The things above are points to focus on from management. A key point will be the side consolidation and relocation of a distribution center, which all together should lead to annual cost savings of £0,4m. But for 2024 we will see some one-off costs for these projects.
So 2024 could be a flat year for Macfarlane, highly depended on M&A deals and overall economic conditions.
But in the medium-term we can expect return of growth mainly from ex-UK activities and further increase in profitability due to M&A and consolidation.
Valuation
We currently have an EV of £223m, so based on the adj. EBIT of £27,6m in FY23 Macfarlane trades on 8x EV/adj. EBIT. Expecting a flat year means that this is also the FY24e number.
On a FCF basis it’s trading on 7x EV/FCF. But FCF is elevated due to working capital effects, normalizing these leads to £25m in FCF and so, a 11% FCF yield.
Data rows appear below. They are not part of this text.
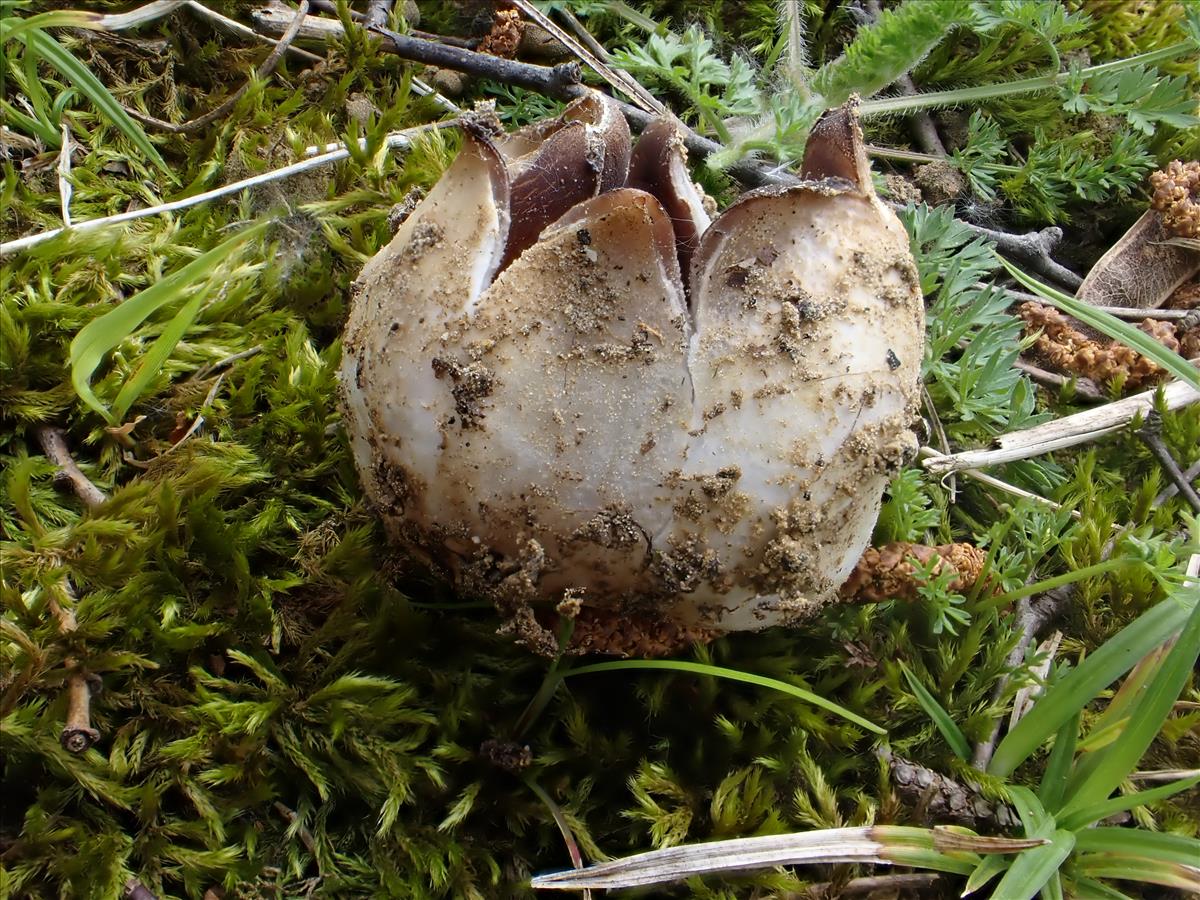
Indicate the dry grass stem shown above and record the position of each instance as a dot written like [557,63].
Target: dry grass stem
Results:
[395,139]
[1069,431]
[223,23]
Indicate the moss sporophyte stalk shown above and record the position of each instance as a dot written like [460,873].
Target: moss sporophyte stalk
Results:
[232,669]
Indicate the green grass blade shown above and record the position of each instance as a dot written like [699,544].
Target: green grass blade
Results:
[1110,325]
[1151,871]
[887,48]
[1092,889]
[1145,720]
[11,28]
[1066,697]
[733,676]
[1038,823]
[160,352]
[1033,868]
[1086,815]
[1054,779]
[988,869]
[103,334]
[1152,845]
[1053,889]
[951,731]
[95,90]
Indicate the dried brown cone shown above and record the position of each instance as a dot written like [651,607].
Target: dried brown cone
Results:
[642,635]
[1068,349]
[504,39]
[888,573]
[1177,197]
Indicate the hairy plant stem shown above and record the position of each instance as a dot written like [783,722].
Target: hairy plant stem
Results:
[904,105]
[1090,571]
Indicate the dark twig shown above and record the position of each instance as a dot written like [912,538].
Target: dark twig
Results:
[1191,474]
[942,797]
[562,82]
[923,127]
[78,733]
[213,115]
[1151,435]
[1033,613]
[1033,250]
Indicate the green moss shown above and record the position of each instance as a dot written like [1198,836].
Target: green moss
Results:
[286,706]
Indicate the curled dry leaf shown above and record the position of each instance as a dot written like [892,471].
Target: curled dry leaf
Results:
[562,379]
[1143,268]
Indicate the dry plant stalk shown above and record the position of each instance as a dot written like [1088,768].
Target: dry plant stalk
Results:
[1067,431]
[1177,197]
[504,37]
[942,798]
[1145,267]
[888,573]
[1065,347]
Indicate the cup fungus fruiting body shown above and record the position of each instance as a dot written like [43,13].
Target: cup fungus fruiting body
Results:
[563,381]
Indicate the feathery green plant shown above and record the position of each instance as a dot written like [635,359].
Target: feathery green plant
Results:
[280,719]
[40,46]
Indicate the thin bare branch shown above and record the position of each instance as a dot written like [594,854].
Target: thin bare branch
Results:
[223,109]
[54,445]
[395,139]
[233,27]
[1068,431]
[619,79]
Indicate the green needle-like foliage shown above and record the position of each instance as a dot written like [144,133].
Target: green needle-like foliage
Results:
[291,708]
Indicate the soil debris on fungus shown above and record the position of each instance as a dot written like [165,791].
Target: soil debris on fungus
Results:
[598,304]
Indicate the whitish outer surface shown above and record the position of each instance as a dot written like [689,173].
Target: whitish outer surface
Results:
[575,427]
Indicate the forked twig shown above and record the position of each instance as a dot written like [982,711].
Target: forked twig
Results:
[78,733]
[1151,435]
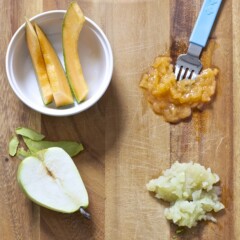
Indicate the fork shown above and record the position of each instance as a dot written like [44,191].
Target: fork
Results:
[188,65]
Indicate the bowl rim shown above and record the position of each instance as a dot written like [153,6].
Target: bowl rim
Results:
[80,106]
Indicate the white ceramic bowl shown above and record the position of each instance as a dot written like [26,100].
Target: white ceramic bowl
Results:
[96,59]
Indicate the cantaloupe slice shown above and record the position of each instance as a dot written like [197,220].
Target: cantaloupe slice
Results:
[38,63]
[61,91]
[72,26]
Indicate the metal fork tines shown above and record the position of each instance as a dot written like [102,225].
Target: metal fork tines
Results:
[188,65]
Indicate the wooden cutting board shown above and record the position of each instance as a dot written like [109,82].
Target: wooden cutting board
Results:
[126,143]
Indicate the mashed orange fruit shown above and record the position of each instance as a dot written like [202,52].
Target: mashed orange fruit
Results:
[175,100]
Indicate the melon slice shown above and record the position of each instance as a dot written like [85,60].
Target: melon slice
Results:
[72,26]
[38,63]
[61,91]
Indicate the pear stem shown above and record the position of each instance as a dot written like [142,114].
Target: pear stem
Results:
[84,213]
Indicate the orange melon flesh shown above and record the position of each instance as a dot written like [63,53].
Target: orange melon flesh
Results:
[72,26]
[38,63]
[61,91]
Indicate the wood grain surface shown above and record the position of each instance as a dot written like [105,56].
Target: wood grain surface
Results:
[126,144]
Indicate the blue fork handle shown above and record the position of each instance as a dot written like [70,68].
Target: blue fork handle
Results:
[205,22]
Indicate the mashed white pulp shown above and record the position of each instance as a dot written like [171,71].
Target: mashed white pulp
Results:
[189,189]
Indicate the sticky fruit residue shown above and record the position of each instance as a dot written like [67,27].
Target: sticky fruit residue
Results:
[191,191]
[173,99]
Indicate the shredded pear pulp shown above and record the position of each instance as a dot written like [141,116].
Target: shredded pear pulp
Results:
[190,190]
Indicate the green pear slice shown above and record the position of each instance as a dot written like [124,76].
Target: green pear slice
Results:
[52,180]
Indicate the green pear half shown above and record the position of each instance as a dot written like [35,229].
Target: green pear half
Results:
[52,180]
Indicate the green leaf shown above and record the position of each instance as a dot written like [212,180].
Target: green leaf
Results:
[13,145]
[22,153]
[72,148]
[29,133]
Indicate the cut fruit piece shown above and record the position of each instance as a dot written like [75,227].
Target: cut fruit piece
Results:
[52,180]
[61,91]
[72,26]
[38,63]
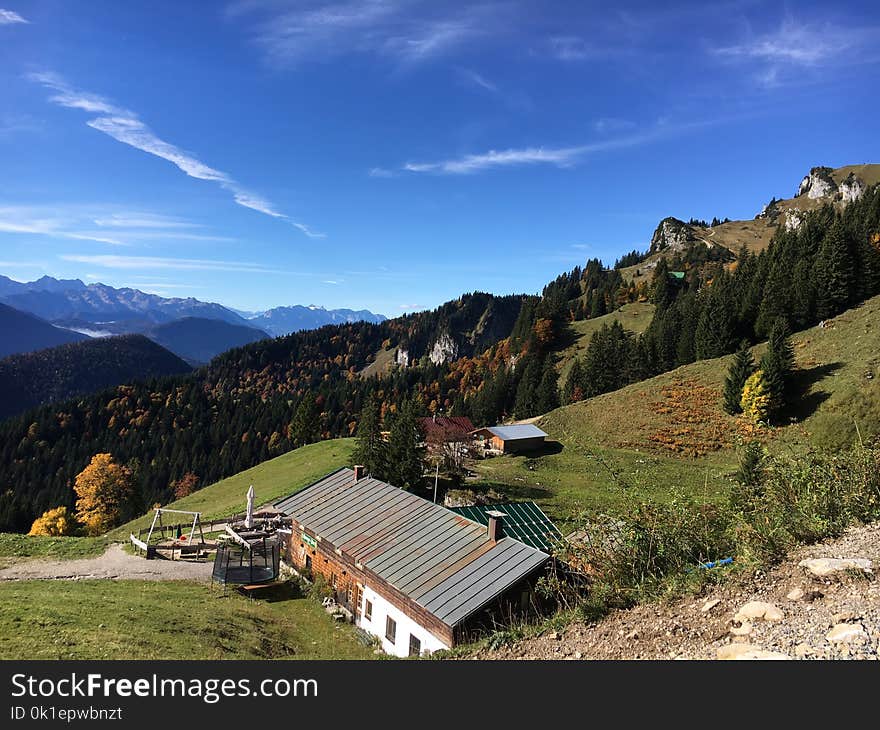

Macfarlane is definitely not a ‘no-brainer’ or a deep value play at this levels. If we organically expect low single digit top line growth going forward and mid single digit profit growth + M&A activities + 3% dividend yield, then we end up somewhere in the range of a 10% irr. That’s not overwhelming for sure, but in my view the risk profile of this investment case is fairly low, so a 10% irr with the possibility of some multiple expansion if sentiment for small caps and the UK turns more positive is fine for me.
Things good to know
The new innovation lab is performing well, proved to be important for customer retention rate.
DS smith, one of Macfarlane’s suppliers, is currently merging with Mondi to create a ‘paper giant’.